Роман одного открытия - [74]

Шрифт
Интервал

— Такого человека можно только любить или… ненавидеть. Он всем волнует — не оставляет в покое. Заставляет думать, чувствовать, жить, бороться. Но я счастлива, — вдруг громче зазвучал ясный голос Пробирки. — Даже, знаешь, Рудко, я бы не желала быть гражданкой будущего мира, в котором не будет борьбы… Скучным мне кажется этот мир без драм.

— Почему без драм? — горячо возразил Овес Рудко. — Ты думаешь, что не будут рождаться такие люди как Баргазова и Георг?

— Я в этом убеждена — не будут рождаться! По крайней мере, такие как Георг — это детище нашего кровавого века насилия и борьбы за лучшее будущее… Это не я, — от чистого сердца расхохоталась она, — это Георг так говорит. Это его мысли… — Она слегка поморщилась, но скоро ее обычная улыбка озарила лицо. — А в «лучшем мире» за что будет бороться Георг?.. Нет, Рудко, даже и ты, и я, мы детища этого ненавидимого нами общества, хотя и незаконные… Если не погибнем, мы внесем нашу тоску по прошлому, наше опасное недовольство… Георг — в «безумстве храбрых» зачата его душа… Он даст все, всю свою неукротимую страсть, огненную мысль, ненависть, кровь любви — народа, бедноты… Ах, как он любит бедных, простых людей и как страстно их защищает от лжецов и насильников!.. А Елена глубокая, гордая натура — она не потерпит быть «на закуску», «отдыхом», «лакомым кусочком» — слишком сильно у нее чувство собственного достоинства и еще сильнее ее любовь… Я уже сейчас вижу… Но нет… Разве не в этом сила и красота любви?! А я? — улыбнулась ясными глазами Пробирка. — Кого я люблю, кроме самой себя? Всех и все: весь свет, людей, музыку, искусство, Георга, Данко, Баргазову, тебя, Белинова, Нону, Радионова… Да, Рудко, когда же ты меня сведешь с этой необыкновенной женщиной? — Она погрозила ему пальцем: — Ах, вы — все вы влюблены в жену Белинова, Нону. Потому что недоступна, не так ли? А что она, недоступна? — Эрнестина лукаво взглянула на Рудко.

— Не знаю, — Рудко вздохнул. — О Ноне не следовало бы так говорить…

— Хорошо… А ты молчишь… Ну выкладывай, Рудко.

— Вот что, Эрнестина — ты понимаешь, но когда я тебя слушаю, думаю, что ты стараешься вывернуться. Не очень то тебе хочется иметь новые заботы — достаточно тебе Баргазовой.
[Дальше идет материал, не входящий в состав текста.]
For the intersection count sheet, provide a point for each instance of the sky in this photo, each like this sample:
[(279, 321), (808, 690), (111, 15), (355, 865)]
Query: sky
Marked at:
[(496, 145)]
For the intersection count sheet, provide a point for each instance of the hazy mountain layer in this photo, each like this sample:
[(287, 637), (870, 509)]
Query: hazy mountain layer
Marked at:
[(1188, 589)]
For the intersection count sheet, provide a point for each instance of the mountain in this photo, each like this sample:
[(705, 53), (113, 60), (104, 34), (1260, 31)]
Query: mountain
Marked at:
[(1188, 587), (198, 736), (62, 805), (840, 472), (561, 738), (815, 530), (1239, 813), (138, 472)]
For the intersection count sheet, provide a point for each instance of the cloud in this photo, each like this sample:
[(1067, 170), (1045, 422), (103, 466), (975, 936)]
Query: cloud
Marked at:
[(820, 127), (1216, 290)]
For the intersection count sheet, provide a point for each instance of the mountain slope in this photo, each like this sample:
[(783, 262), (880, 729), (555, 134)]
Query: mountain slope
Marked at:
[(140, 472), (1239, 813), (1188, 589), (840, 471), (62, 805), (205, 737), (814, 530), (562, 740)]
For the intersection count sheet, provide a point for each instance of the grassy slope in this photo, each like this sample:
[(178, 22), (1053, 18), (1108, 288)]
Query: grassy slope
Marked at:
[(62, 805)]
Но знаю, что ты уступишь и… да, и для Ноны Белиновой — любишь ты влюбленных женщин.

— Потому что сама не могу влюбиться, так что ли? — перебила его с повеселевшими глазами Эрнестина.

— Может быть, не знаю, мне все еще непонятно женское сердце, и при помощи ультрамикроскопа не могу проникнуть в его сокровенные тайны. Но я вот что хочу от тебя — совсем серьезно. Знаешь, хотя ты и в отпуску (профессор вас разогнал — тебя, Данко, я единственный остался в институте), Белинов не имеет успеха в нашем институте. Я думаю, что он является жертвой какого-то шантажа. Он гордый, сразу понял, выдержал, но не знаю, до каких пор… Профессор пожелал говорить с ним с глазу на глаз, но Белинов отказался… Видишь ли, я думаю, что мы должны ему помочь.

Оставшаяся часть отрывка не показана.